Step 9 -- Build trainer image in-cluster

oc apply -f - <<EOF
apiVersion: image.openshift.io/v1
kind: ImageStream
metadata:
  name: distillation-trainer
  namespace: $NS
EOF

oc apply -f - <<EOF
apiVersion: build.openshift.io/v1
kind: BuildConfig
metadata:
  name: distillation-trainer
  namespace: $NS
spec:
  source:
    type: Binary
  strategy:
    type: Docker
    dockerStrategy:
      dockerfilePath: Dockerfile
  output:
    to:
      kind: ImageStreamTag
      name: distillation-trainer:latest
EOF

cd pipeline/training
oc start-build distillation-trainer --from-dir=. --follow -n "$NS"
cd ../..

Step 10 -- Upload training data to MinIO

If training data (JSONL files) exist locally in pipeline/data/, upload them:

if [ -d pipeline/data ]; then
  MINIO_POD=$(oc get pod -n "$NS" -l app=minio -o jsonpath='{.items[0].metadata.name}')
  for f in pipeline/data/*.jsonl; do
    KEY="synthetic/code-review/$(basename $f)"
    oc cp "$f" "$NS/$MINIO_POD:/data/mlflow-artifacts/$KEY"
    echo "Uploaded $f -> s3://mlflow-artifacts/$KEY"
  done
fi

Also upload the diff-bank if present:

if [ -f pipeline/scripts/diff-bank.json ]; then
  MINIO_POD=$(oc get pod -n "$NS" -l app=minio -o jsonpath='{.items[0].metadata.name}')
  oc cp pipeline/scripts/diff-bank.json "$NS/$MINIO_POD:/data/mlflow-artifacts/synthetic/code-review/diff-bank.json"
  echo "Uploaded diff-bank.json"
fi

Step 11 -- Build and deploy feedback-api (optional, needed for human feedback)

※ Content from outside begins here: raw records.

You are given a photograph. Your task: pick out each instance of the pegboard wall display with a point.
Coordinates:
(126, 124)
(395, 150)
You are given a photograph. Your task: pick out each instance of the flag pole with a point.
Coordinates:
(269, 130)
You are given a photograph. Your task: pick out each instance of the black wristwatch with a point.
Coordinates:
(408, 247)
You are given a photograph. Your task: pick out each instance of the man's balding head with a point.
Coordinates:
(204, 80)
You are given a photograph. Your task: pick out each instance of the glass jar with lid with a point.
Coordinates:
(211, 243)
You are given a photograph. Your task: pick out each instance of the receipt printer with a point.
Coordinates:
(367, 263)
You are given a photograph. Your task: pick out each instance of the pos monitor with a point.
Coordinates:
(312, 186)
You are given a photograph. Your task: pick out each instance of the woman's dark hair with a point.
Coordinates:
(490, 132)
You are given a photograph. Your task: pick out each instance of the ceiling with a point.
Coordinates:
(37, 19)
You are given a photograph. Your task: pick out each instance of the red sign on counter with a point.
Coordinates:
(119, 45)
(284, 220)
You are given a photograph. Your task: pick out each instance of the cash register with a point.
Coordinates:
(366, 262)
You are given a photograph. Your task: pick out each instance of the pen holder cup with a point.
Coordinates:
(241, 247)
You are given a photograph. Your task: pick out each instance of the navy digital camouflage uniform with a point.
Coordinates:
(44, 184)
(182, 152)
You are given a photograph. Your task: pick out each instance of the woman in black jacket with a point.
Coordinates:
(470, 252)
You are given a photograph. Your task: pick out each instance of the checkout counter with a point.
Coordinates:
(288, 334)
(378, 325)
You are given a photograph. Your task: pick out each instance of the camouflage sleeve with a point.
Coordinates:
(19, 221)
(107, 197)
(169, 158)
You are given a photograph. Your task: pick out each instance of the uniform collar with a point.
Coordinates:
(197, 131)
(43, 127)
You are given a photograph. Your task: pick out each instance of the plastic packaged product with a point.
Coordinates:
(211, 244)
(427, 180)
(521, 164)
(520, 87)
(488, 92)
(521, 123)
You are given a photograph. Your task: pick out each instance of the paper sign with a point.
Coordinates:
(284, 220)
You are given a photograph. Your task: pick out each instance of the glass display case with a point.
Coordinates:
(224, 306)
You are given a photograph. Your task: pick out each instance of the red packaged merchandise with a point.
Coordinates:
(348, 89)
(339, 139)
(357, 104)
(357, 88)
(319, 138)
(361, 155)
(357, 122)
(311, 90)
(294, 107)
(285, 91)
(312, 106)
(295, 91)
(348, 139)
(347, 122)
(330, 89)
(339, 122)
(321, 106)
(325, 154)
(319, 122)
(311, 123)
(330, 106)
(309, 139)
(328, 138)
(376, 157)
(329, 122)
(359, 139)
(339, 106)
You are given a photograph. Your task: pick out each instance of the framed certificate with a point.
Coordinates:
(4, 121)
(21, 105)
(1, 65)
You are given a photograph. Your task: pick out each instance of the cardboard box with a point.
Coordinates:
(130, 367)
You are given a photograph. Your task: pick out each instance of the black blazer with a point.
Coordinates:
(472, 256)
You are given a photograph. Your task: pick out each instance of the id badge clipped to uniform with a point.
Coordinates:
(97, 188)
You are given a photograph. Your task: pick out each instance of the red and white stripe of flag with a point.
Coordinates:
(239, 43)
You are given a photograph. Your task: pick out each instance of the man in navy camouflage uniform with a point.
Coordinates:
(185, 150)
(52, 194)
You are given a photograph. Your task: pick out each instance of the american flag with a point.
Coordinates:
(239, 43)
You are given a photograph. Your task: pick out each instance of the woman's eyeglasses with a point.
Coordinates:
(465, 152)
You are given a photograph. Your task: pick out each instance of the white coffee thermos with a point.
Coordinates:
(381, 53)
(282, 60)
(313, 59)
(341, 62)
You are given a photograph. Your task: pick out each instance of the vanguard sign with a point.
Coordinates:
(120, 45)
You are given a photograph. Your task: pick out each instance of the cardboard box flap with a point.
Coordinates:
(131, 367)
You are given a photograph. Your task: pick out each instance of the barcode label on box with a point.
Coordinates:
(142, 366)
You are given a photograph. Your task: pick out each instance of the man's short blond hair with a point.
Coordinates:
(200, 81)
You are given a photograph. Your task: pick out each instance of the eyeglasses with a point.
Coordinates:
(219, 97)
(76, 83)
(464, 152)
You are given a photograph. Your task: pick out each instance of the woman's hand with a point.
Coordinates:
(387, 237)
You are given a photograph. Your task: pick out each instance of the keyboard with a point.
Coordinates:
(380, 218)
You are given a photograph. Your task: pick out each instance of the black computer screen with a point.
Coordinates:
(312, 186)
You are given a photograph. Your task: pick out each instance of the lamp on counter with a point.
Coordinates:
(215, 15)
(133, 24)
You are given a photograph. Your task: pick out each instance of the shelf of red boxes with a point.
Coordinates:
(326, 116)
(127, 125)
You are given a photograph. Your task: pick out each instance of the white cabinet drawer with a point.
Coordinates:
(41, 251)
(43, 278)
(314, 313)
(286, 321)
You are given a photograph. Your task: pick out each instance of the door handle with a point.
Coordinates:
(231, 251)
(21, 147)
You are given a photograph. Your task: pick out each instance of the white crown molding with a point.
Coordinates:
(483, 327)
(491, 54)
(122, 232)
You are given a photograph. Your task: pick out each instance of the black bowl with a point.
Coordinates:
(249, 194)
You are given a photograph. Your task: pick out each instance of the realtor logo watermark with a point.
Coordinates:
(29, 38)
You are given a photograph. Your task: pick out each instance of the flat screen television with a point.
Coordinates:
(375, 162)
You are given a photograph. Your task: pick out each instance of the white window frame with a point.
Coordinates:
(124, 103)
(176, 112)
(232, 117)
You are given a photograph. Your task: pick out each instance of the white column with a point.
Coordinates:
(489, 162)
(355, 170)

if [ -d feedback-service ]; then
  oc apply -f - <<EOF
apiVersion: image.openshift.io/v1
kind: ImageStream
metadata:
  name: feedback-api
  namespace: $NS
EOF

  oc apply -f - <<EOF
apiVersion: build.openshift.io/v1
kind: BuildConfig
metadata:
  name: feedback-api
  namespace: $NS
spec:
  source:
    type: Binary
  strategy:
    type: Docker
    dockerStrategy:
      dockerfilePath: Dockerfile
  output:
    to:
      kind: ImageStreamTag
      name: feedback-api:latest
EOF

  cd feedback-service
  oc start-build feedback-api --from-dir=. --follow -n "$NS"
  cd ..
  sed "s/sridharproject/$NS/g" feedback-service/k8s/deployment.yaml | oc apply -f -
fi

Step 12 -- Compile and upload the pipeline

cd pipeline
python3 code_review_pipeline.py
echo "Compiled -> pipeline/code_review_pipeline.yaml"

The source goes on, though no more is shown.